11-13-2005, 09:54 AM
Quote:In a research note prepared for Info-Tech Research Group members, Armstrong outlines five reasons for an enterprise to ban Skype:
- Skype is not standards-compliant, allowing it and any vulnerability to
pass through corporate firewalls.
- Skype's encryption is closed source and prone to man-in-the-middle
attacks. There are also some unanswered questions about how well the
keys are managed.
- Enterprises using Skype risk a communication barrier with countries
and institutions that have already banned the service.
- Skype is undetectable, untraceable, and unauditable, putting
organizations that are subject to compliance laws at risk.

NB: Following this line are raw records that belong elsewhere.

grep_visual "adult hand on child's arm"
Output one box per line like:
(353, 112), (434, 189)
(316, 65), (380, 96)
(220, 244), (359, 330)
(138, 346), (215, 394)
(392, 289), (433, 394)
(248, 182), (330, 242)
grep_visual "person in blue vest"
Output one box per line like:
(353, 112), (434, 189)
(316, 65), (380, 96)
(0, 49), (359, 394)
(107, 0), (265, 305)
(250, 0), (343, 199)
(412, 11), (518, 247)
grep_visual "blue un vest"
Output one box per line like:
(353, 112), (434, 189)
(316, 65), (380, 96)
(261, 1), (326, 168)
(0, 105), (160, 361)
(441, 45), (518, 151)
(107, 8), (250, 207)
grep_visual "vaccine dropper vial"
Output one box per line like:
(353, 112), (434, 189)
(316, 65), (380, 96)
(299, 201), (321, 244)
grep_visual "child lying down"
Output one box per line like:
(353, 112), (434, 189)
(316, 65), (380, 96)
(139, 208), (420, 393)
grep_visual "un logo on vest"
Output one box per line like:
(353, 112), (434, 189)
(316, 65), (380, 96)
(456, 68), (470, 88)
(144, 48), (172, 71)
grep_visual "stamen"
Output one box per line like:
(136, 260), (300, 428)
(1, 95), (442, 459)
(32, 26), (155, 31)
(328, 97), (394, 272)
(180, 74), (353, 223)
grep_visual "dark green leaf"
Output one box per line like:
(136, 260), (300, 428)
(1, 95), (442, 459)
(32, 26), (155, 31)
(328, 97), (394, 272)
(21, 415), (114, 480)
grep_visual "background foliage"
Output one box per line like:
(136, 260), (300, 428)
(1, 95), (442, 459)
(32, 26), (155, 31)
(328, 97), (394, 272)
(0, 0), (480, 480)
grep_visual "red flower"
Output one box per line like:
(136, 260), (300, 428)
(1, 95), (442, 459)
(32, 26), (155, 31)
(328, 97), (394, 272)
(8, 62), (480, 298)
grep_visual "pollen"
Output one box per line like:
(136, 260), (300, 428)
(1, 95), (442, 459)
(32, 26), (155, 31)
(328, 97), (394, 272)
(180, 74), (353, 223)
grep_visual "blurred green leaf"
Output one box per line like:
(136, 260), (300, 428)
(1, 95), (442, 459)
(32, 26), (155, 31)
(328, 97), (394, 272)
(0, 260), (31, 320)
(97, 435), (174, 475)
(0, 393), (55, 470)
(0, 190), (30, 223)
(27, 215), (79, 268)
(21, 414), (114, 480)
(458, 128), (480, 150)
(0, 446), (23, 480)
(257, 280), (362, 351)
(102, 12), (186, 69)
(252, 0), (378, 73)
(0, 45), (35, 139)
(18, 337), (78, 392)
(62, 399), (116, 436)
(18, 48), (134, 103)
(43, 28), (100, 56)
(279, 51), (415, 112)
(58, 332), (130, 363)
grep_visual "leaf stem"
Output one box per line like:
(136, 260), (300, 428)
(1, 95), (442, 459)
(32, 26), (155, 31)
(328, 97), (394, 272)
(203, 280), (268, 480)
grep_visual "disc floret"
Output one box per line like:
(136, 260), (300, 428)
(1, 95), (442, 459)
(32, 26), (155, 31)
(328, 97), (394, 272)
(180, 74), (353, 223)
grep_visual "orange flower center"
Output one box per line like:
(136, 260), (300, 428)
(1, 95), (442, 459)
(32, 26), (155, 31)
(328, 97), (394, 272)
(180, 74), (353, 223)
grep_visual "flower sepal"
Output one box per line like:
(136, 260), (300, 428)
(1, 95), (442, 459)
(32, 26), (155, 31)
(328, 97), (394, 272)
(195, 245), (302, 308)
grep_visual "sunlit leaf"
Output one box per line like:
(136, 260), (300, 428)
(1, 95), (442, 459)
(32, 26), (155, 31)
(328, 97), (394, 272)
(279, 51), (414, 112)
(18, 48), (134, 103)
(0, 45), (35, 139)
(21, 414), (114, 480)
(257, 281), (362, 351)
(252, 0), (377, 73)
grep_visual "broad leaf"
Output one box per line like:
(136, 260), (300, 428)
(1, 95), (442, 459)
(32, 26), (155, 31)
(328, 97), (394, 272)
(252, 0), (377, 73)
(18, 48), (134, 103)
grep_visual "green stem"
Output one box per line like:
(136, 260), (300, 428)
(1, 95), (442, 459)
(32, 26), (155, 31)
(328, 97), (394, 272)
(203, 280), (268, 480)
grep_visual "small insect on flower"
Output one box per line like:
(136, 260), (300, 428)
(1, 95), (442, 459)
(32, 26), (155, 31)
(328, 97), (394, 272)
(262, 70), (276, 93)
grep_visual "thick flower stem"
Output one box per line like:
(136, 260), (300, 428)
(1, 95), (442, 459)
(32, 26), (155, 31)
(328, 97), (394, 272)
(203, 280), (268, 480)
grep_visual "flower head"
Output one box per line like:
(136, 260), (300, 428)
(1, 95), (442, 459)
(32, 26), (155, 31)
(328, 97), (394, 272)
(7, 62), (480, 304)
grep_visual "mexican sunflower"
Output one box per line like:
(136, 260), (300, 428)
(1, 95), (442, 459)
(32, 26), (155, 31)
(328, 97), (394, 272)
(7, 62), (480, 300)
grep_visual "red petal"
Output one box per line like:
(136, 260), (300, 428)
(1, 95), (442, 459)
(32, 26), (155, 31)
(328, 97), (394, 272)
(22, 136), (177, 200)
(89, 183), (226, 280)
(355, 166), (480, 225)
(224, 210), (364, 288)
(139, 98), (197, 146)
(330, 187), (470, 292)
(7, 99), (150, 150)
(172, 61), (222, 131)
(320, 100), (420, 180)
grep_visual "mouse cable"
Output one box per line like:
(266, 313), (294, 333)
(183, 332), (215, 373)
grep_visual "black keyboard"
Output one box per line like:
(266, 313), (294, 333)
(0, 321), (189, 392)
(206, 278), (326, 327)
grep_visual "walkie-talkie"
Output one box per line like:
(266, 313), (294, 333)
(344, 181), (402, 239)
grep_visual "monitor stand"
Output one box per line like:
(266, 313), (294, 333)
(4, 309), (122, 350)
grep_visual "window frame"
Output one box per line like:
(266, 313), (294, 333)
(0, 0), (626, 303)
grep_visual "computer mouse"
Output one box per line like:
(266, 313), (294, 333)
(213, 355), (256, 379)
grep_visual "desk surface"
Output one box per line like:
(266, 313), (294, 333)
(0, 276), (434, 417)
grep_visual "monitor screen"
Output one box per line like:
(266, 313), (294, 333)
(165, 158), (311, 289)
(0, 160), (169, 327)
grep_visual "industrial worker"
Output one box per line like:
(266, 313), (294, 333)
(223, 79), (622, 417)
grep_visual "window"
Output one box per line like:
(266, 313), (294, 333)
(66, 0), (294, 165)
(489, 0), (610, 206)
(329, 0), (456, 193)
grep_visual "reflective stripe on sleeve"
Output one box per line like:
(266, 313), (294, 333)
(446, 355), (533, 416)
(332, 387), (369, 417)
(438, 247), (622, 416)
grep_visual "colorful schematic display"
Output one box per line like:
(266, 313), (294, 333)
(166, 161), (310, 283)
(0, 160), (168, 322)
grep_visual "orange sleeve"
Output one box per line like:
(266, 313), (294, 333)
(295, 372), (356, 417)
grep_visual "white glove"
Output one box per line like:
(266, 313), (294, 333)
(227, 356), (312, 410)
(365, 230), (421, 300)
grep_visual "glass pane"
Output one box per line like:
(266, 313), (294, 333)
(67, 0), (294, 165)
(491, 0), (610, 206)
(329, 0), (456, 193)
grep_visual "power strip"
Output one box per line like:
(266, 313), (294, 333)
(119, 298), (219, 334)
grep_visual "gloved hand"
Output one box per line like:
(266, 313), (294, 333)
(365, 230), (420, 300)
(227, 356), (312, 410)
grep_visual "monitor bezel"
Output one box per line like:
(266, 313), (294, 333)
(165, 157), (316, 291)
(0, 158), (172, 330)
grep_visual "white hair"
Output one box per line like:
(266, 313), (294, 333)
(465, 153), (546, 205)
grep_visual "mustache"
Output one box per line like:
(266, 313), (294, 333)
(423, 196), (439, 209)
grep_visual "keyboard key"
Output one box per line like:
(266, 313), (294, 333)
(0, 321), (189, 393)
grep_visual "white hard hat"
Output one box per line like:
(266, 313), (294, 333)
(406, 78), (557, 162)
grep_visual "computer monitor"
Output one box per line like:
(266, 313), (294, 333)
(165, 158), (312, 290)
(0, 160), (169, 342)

- The question of whether VoIP calls constitute a business record is a
legal quagmire. Throwing Skype into the communications mix further
clouds the issue.
Comments Armstrong, "The bottom line is that even a mediocre hacker could take advantage of a Skype vulnerability...
full press release: http://biz.yahoo.com/prnews/051110/to217.html?.v=15
article: Should businesses ban Skype? Or is it enough to police usage?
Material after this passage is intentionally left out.